3) Shielding for spurious radiation and interference from outside
4) Shielding for spurious radiation and interference from inside (caused by the circuit itself). Both 3) and 4) are very important in passing FCC emissions testing, so I'm hoping this (along with certain layout techniques) will keep this design FCC Part 15 compliant.
5) Shielding for self-interference. The raised channels on the inside of the first drawing will make direct contact with trace fences on the PCB. This effectively creates a tiny shield around each section of the circuit. This is important because this design uses heterodyning to generate frequencies, so there will be multiple copies of signals at different bands and amplitudes, plus harmonics, all very close to each other. Fencing in the CC430, ADF4351, mixer, and front end will prevent crosstalk and reduce noise and harmonics on adjacent traces.
I didn't want to design an enclosure that kept the user out though, so all you have to do is remove 4 screws and you can probe or modify the PCB however you want. I didn't include it in the rendering, but to help make this design more understandable, there will be silkscreened labels on the top of the enclosure beside the pins to identify each pin number and function.
Once I get the next revision done, I'll get a prototype of this 3D printed in at least plastic, maybe metal. I may also play with the aesthetics a little and try to use depth more. I don't want to design anything that can't be achieved with die casting, but I think there are still some things I can get away with.
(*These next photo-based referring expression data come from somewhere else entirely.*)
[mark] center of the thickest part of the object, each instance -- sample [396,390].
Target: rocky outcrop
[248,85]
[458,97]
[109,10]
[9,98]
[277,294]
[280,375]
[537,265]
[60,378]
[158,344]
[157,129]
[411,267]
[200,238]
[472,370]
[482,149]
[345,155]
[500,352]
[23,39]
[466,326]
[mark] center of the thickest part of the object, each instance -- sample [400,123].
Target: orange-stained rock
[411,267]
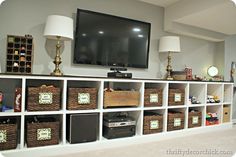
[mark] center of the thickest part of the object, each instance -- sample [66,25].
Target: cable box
[119,75]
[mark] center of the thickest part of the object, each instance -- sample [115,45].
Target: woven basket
[35,131]
[152,123]
[175,121]
[153,97]
[82,98]
[121,98]
[176,97]
[8,134]
[211,122]
[194,119]
[44,98]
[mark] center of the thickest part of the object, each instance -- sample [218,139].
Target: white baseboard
[234,121]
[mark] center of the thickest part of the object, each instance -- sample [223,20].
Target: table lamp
[59,28]
[169,44]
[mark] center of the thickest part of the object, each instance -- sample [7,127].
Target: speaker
[82,127]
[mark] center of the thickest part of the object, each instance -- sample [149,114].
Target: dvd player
[119,75]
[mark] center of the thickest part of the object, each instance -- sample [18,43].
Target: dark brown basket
[10,133]
[82,98]
[33,139]
[194,119]
[175,121]
[176,97]
[48,104]
[153,97]
[152,123]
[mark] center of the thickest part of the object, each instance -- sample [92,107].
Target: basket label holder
[177,122]
[154,124]
[83,98]
[3,136]
[45,98]
[195,120]
[44,134]
[177,97]
[153,98]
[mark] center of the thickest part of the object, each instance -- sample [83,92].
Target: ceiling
[207,19]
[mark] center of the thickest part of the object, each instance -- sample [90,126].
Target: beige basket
[121,98]
[175,121]
[176,97]
[153,97]
[44,98]
[82,98]
[152,123]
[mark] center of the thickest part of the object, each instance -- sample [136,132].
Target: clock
[212,71]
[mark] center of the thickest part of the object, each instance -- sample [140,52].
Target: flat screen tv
[108,40]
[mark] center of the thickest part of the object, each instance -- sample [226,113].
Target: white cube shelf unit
[8,83]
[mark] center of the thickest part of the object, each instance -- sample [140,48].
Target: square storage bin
[8,135]
[226,114]
[42,132]
[175,121]
[176,97]
[194,119]
[44,98]
[82,98]
[153,97]
[212,118]
[152,123]
[121,98]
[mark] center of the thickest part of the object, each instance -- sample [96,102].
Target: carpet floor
[211,144]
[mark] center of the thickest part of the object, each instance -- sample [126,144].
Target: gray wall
[19,17]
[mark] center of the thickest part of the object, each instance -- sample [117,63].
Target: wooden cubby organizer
[224,90]
[19,54]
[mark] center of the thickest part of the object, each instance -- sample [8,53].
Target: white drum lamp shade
[169,44]
[59,26]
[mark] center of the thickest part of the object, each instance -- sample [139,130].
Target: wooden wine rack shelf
[19,54]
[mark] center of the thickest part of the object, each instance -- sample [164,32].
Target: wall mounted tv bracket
[118,74]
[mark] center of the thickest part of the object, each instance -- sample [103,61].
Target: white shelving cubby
[8,84]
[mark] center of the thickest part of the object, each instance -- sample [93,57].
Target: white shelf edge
[213,104]
[121,109]
[82,111]
[10,114]
[154,108]
[43,112]
[177,106]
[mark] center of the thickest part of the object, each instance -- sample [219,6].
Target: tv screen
[102,39]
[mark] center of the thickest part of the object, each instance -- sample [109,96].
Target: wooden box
[175,121]
[8,136]
[226,114]
[44,98]
[42,133]
[194,119]
[212,122]
[121,98]
[153,97]
[176,97]
[82,98]
[178,75]
[152,123]
[19,54]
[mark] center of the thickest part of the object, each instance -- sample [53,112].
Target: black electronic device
[82,127]
[118,74]
[109,40]
[118,126]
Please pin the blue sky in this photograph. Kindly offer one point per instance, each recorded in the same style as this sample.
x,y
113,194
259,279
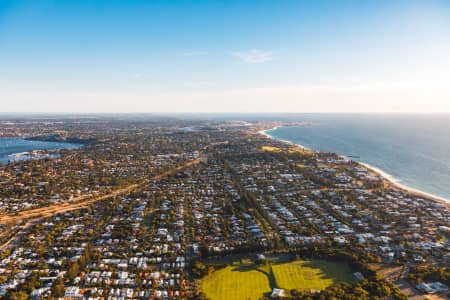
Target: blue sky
x,y
162,56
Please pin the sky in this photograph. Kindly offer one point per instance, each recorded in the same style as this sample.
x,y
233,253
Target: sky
x,y
224,56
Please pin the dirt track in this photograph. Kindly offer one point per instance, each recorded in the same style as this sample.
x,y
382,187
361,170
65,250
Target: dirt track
x,y
32,216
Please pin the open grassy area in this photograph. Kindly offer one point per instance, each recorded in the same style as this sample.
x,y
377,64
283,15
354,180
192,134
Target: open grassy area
x,y
251,281
316,274
236,282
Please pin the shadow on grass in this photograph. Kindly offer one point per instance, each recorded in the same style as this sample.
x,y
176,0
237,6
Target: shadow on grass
x,y
266,270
While I'm on the subject of productization, one of the often overlooked problems with getting an electronic product to market is FCC certification. Part 15 says that a device can't cause interference and must accept any interference it encounters. There are lots of good design practices used to help meet this certification. For example, having lots of easy paths to ground prevents stray inductance from occurring. That's why there are so many vias on the board:
I don't know if this will pass EMC testing, but I'm keeping it in mind and I'm hoping the combination of good layout techniques and the enclosure will make passing it easier.